We’re debating if we’re ready to purchase our Investment Property, so we’ll need to run a few numbers and analyse and see if it makes financial sense for us.

Our variable rate of 6.54% will be effective this SEP23. Based on my assessment on the Mortgage Repayment Offset Calculations, having 150K in the Offset Acct is the most efficient saving on mortgage interest overtime. After comparing 125K, 150K, or 175K in the Offset Account, and making additional contributions over 10 years: listed below are my assessment:

125K / 12.5K x 10 years / Total Interest: 197K

150K / 15K x 10 years / Total Interest: 163K

175K / 17.5K x 10 years / Total Interest: 135K

With a 530K remaining principal, assuming no additional contributions and none in offset, total interest is calculated at 485K. Using the % metrics, we have the following:

485K - 235K = 250K Int. Savings = 51.5% [Offset @ 100K for benchmark]

485K - 197K = 288K Int. Savings = 59.4% (Var 7.9%)(Var +38K)

485K - 163K = 322K Int. Savings = 66.4% (Var +7%)(Var +34K)(Net -4K)(Var -.9%)*

485K - 135K = 350K Int. Savings = 72% (Var +5.6%)(Var +28K)(Net -6K)(Var -1.4%)

As of to-date, we have the following in cash equity (liquidity):

  • Macq (Savings): 130K

  • ING Offset: 45K

  • KD Holding: 18K

    Total: 193K (Surplus of +43K favorable)

Certain ETFs are hitting their 52WH’s, so we’ve DCA sold their positions.

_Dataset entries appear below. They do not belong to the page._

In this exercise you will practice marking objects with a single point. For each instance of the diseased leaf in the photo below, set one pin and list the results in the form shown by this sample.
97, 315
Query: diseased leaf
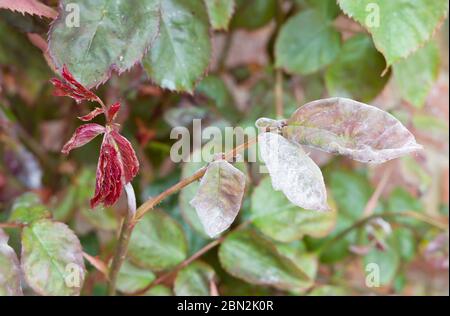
28, 208
219, 197
415, 75
83, 135
283, 221
111, 35
356, 72
132, 278
194, 280
306, 43
254, 259
188, 193
388, 262
293, 172
9, 269
33, 7
157, 242
52, 259
347, 127
398, 28
181, 53
220, 12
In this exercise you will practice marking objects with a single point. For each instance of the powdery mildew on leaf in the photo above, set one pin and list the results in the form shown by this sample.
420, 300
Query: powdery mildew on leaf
52, 259
219, 196
181, 53
32, 7
354, 129
111, 35
9, 269
293, 172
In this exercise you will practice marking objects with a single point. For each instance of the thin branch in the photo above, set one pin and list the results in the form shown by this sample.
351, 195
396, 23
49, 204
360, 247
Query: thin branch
151, 203
279, 110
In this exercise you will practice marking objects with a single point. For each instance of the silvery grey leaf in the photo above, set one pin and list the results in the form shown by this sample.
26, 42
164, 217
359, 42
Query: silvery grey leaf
293, 172
219, 196
354, 129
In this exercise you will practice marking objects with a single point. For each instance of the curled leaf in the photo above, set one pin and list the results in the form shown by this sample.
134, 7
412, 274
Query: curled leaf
9, 269
117, 166
83, 135
91, 115
293, 172
70, 87
219, 196
347, 127
113, 110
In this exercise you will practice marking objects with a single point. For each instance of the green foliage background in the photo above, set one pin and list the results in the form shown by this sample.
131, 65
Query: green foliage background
224, 62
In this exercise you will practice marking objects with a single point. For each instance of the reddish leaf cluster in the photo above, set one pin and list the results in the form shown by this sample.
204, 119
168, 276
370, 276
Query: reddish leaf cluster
117, 164
70, 87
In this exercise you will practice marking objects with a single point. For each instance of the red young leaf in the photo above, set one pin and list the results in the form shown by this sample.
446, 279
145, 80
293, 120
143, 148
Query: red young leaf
108, 182
113, 110
128, 156
33, 7
117, 165
91, 115
83, 135
71, 87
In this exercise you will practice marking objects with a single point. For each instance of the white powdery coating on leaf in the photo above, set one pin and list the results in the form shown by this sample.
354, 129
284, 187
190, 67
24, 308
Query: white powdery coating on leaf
293, 172
350, 128
219, 197
9, 269
49, 252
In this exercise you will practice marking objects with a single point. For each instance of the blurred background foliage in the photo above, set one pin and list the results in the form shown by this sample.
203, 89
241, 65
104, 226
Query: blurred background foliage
282, 249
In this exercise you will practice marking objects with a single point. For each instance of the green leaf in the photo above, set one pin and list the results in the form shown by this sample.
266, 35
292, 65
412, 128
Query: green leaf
194, 280
388, 262
356, 72
328, 290
112, 35
307, 262
254, 259
103, 218
181, 53
214, 88
28, 208
220, 13
52, 259
253, 14
403, 241
328, 8
281, 220
307, 42
157, 242
398, 28
9, 269
132, 278
415, 75
159, 290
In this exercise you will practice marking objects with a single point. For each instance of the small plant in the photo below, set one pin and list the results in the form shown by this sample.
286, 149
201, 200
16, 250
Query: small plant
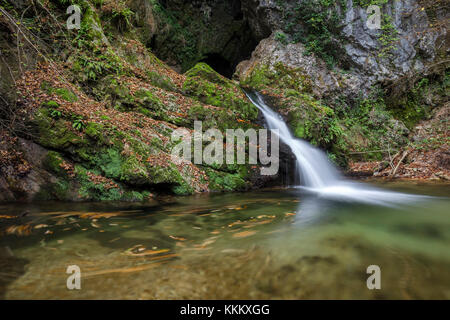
55, 114
122, 16
78, 123
281, 37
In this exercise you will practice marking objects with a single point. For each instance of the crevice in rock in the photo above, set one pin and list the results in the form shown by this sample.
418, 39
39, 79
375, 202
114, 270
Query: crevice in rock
219, 64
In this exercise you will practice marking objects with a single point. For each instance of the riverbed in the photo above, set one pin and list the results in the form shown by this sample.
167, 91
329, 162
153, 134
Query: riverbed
268, 244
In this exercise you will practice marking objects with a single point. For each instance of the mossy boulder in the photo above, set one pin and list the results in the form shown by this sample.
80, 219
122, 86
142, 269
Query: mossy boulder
203, 83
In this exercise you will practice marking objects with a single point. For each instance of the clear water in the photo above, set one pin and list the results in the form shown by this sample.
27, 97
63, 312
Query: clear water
269, 244
318, 175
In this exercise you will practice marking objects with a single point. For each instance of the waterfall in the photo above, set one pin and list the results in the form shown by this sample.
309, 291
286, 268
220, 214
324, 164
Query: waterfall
316, 172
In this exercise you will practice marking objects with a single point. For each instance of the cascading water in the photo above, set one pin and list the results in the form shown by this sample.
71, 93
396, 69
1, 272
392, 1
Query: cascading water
317, 174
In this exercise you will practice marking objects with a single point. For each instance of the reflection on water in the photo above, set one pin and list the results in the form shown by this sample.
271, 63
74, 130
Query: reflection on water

Currently sitting in cash of 105K in EFI, KFI-BInvT of 37.5K, and US of 25K. Total (excluding US) is at 142.5K. Including US is at 167.5K. Since we’re using the TPP 15% of 52WH an DCA Buy of -5% spreads, there is still plenty of buffer if we were to DCA Buy.

If we were to proceed with our investment property purchase, we can make a down payment (including closing costs) of +43K from surplus + 142.5K = 185.5K. We haven’t decided which property we would like to make our primary residence or investment property, but the 150K will remain in the ING Offset. US cash will either be reinvested, or transferred back to AU for EFI. Every month, we’ll top up the EFI of 2.5K totaling to 30K.

Now the question becomes how long it would take for us to top up the offset account for the investment property prior to the grace period of the variable rate taking into effect. Using our NSR, we can effectively increase our equity by about 75K (excluding EK Super). Assuming we use the 185.5K amount, that would be 185.5K/75K = 2.5 years. Depending on how much rent we receive to offset the mortgage, we’ll run another assessment, but purchasing an investment property now is looking promising.